Au observa que, uma vez que os pais imigrantes e seus filhos entendam as nuances de onde cada um deles vem, “é aí que a comunicação real começa”. Lam diz que, para que isso aconteça, ajuda ter um terapeuta ou conselheiro que tenha estabelecido um relacionamento forte e positivo com os pais e os filhos para servir como um tradutor que pode preencher a lacuna entre as duas partes.

Reparando o eu

Claro, nem todos os pais imigrantes estarão dispostos a buscar aconselhamento com seus filhos. Mas Au observa que filhos de imigrantes ainda podem se curar.

Nesses casos, reconstruir o relacionamento com os pais pode não ser possível, então Au sugere trabalhar com um conselheiro que se concentre em reconstruir o relacionamento da criança consigo mesma. “É realmente descobrir o que eles querem”, explica Au, “e também se curar da dor do que os está bloqueando de realmente ir atrás do que querem”.

Estabelecendo limites

Wu acrescenta que também é útil para filhos de imigrantes trabalharem na definição de limites com seus pais.
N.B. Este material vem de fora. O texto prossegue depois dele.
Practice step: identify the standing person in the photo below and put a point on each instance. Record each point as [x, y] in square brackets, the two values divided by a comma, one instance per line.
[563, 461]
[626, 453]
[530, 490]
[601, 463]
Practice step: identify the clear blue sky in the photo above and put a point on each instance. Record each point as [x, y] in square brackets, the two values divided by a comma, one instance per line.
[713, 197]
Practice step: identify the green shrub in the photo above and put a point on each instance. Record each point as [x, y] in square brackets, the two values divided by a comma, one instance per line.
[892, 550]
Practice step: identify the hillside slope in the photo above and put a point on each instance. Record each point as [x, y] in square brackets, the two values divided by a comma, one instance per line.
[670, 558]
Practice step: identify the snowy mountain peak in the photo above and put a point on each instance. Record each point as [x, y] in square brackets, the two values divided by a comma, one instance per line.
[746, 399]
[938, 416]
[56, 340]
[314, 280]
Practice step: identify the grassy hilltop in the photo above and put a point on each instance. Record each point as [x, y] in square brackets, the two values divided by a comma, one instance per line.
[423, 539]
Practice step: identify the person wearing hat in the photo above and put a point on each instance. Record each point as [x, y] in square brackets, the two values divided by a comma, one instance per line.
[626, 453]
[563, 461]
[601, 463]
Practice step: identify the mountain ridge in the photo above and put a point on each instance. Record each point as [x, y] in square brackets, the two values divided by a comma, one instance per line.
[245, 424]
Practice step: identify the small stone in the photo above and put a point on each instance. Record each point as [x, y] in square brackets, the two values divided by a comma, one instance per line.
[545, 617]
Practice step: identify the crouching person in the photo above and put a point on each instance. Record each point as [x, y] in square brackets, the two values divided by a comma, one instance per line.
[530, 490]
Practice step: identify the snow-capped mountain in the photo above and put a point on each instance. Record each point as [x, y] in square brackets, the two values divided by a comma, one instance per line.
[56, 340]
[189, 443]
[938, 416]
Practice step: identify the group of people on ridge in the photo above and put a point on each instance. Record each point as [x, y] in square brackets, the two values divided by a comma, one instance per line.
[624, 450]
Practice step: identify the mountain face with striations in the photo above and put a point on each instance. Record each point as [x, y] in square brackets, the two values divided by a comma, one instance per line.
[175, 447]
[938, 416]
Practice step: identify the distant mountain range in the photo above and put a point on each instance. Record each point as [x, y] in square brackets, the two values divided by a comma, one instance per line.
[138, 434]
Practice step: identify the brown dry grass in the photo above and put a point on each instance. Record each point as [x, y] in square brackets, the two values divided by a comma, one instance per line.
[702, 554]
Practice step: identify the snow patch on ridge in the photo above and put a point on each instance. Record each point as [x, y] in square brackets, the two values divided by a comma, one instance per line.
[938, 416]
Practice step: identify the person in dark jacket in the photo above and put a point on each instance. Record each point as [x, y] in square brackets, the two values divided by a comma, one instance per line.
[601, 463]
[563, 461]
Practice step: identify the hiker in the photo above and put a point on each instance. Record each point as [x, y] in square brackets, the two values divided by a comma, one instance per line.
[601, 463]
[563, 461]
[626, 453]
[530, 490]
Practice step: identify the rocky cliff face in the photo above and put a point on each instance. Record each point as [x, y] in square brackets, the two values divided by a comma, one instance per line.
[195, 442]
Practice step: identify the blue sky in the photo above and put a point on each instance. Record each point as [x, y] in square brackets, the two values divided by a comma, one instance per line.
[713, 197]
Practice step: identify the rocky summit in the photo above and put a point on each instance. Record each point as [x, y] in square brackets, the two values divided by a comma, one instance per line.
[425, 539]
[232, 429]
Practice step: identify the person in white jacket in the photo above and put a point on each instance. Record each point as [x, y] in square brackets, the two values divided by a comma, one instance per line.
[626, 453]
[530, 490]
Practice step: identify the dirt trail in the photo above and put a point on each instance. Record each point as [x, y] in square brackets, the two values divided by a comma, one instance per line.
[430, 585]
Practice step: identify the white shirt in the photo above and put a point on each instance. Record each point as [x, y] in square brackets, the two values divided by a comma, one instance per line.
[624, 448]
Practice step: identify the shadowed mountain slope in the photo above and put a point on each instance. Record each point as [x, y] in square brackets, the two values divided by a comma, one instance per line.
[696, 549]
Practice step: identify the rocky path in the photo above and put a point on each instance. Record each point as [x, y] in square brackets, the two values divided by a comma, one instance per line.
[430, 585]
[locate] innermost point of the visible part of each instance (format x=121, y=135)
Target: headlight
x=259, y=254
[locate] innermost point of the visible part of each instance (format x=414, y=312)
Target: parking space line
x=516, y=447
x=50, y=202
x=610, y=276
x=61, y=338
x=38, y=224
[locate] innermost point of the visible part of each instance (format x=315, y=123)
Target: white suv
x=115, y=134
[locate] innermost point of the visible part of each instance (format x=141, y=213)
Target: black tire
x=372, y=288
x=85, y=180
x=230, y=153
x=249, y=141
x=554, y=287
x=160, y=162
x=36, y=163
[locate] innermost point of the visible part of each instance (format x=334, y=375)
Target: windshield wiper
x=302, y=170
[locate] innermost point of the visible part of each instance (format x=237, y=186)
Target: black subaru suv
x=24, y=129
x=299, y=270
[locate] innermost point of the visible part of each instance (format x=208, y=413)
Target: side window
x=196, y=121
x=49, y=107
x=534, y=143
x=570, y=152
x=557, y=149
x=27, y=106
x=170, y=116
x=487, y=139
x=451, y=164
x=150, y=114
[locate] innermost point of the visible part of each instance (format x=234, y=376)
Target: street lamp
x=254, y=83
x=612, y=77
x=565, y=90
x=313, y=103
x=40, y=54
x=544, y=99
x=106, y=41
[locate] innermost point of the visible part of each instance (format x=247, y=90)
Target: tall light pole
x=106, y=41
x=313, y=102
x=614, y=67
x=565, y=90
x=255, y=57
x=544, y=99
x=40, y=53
Embora isso possa levar à culpa no início, se a criança se concentrar em algumas das coisas positivas que surgem disso, tanto para ela quanto para seus pais, isso pode levar a um relacionamento mais saudável.

Encontrar um profissional de saúde mental com formação semelhante

Para filhos de imigrantes, a cura pode ser um processo gradual que pode exigir um trabalho de longo prazo com um profissional de saúde mental e, embora qualquer terapeuta possa ser útil, tanto Wu quanto Au observam que, para filhos de imigrantes recentes, pode ser especialmente útil procurar um profissional de saúde mental que tenha formação semelhante.

Uma compreensão comum da experiência de ser criado por pais imigrantes pode dar aos conselheiros e seus clientes uma visão geral e um entendimento mútuo que pode facilitar o trabalho conjunto e aumentar o potencial de sucesso.